OGM : la France ouvre la voie pour sortir le Conseil de l’impasse [FR]
Les ministres chargés de l’Environnement se rencontreront aujourd’hui afin de discuter des propositions françaises visant à résoudre les failles liées au processus de prise de décision du Conseil en ce qui concerne la délivrance d’autorisation pour la mise sur le marché des cultures GM.
Les ministres chargés de l’Environnement se rencontreront aujourd’hui afin de discuter des propositions françaises visant à résoudre les failles liées au processus de prise de décision du Conseil en ce qui concerne la délivrance d’autorisation pour la mise sur le marché des cultures GM.
Les discussions d’aujourd’hui font suite à un débat à la Commission, tenu le 7 mai 2008, qui a fait le point sur l’incapacité actuelle du Conseil à prendre des décisions concernant l’autorisation de nouvelles cultures GM (Lire EURACTIV 08/05/08).
La discussion sera également organisée à la demande de la France basée sur un dossier préparé par des fonctionnaires français.
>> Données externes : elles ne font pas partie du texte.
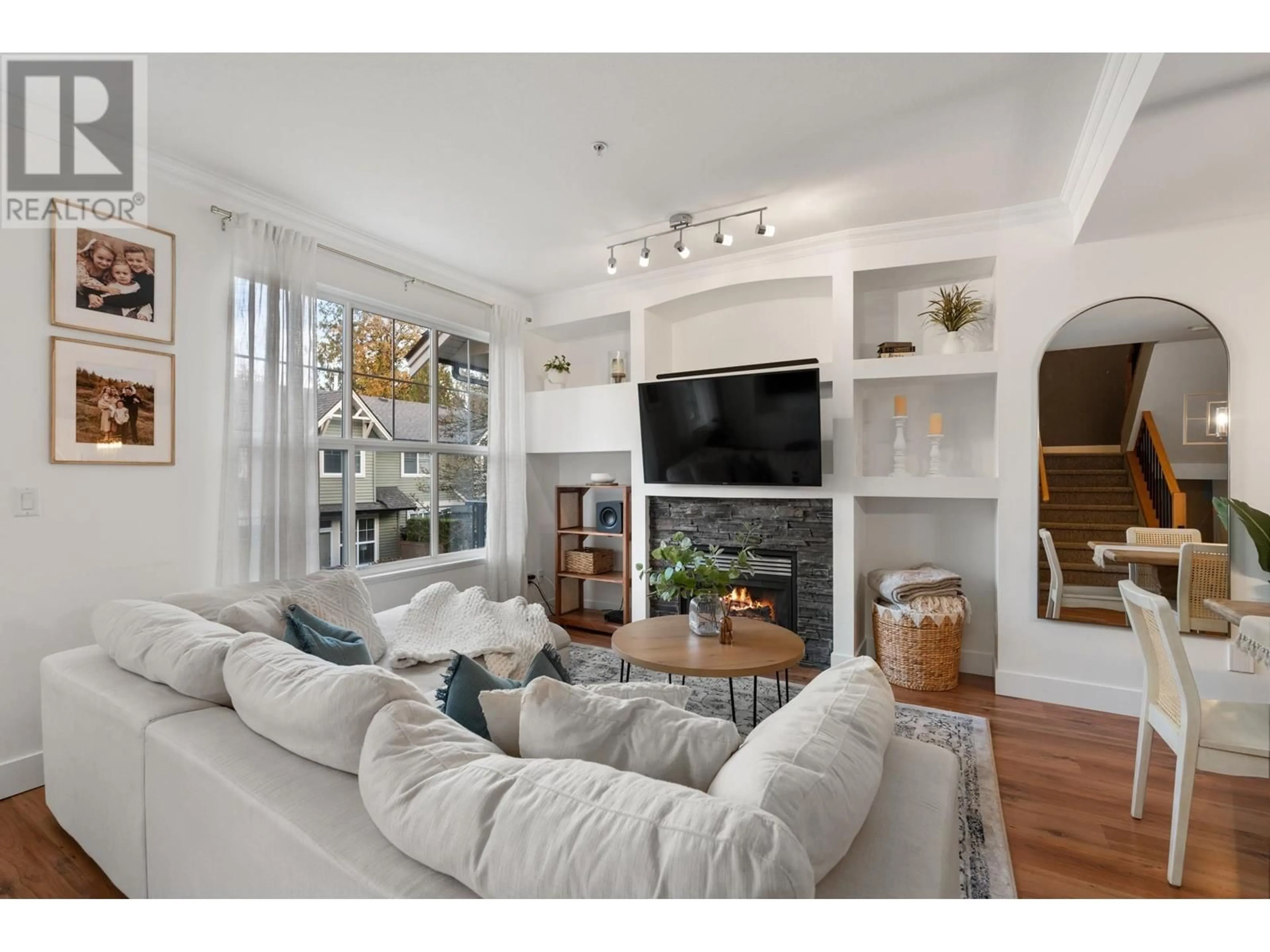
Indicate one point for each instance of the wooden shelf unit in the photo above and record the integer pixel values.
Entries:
(570, 587)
L’objectif est d’envisager les moyens de sortir de l’impasse actuelle au Conseil et de faciliter l’approbation ou le rejet des produits.
L’objectif de la France consiste également à préparer un débat ministériel de haut niveau sur la question, une discussion qui devrait avoir lieu durant la présidence française de l’UE débutant le 1er juillet 2008. Selon les responsables français, le but est de trouver des solutions pragmatiques sans pour autant tout remettre en question.
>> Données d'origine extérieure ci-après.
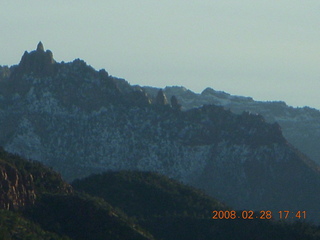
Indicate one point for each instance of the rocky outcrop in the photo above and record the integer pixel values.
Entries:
(21, 181)
(16, 189)
(39, 62)
(300, 126)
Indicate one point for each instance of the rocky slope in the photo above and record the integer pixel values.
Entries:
(81, 121)
(45, 207)
(300, 126)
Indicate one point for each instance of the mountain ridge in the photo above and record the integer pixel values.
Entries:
(81, 121)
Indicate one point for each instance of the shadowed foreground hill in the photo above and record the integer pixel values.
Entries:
(35, 203)
(172, 211)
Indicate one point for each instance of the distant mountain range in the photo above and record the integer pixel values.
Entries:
(82, 121)
(300, 126)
Aujourd’hui, la France proposera des améliorations au processus de prise de décision sur les OGM dans quatre domaines :
- une analyse d’impact des cultures GM sur l’environnement, notamment le caractère des OMG produisant leurs propres pesticides et leurs effets sur les espèces non-ciblées ;
- améliorer le travail des experts scientifiques impliqués dans la procédure d’évaluation des risques, par exemple en demandant à l’Autorité européenne de sécurité des aliments (EFSA) de prendre davantage en considération les opinions des autorités nationales compétentes ;
- établir des seuils pour le processus de contamination génétique modifié des semences, pour garantir la continuité des activités des éléments sans OGM ;
- d’autres études relatives au droit des Etats membres de réglementer la culture de récoltes GM approuvées et au renforcement de la coopération avec l’EFSA sur des arrangements spécifiques concernant des écosystèmes particuliers, comme les systèmes agricoles ou les zones géographiques.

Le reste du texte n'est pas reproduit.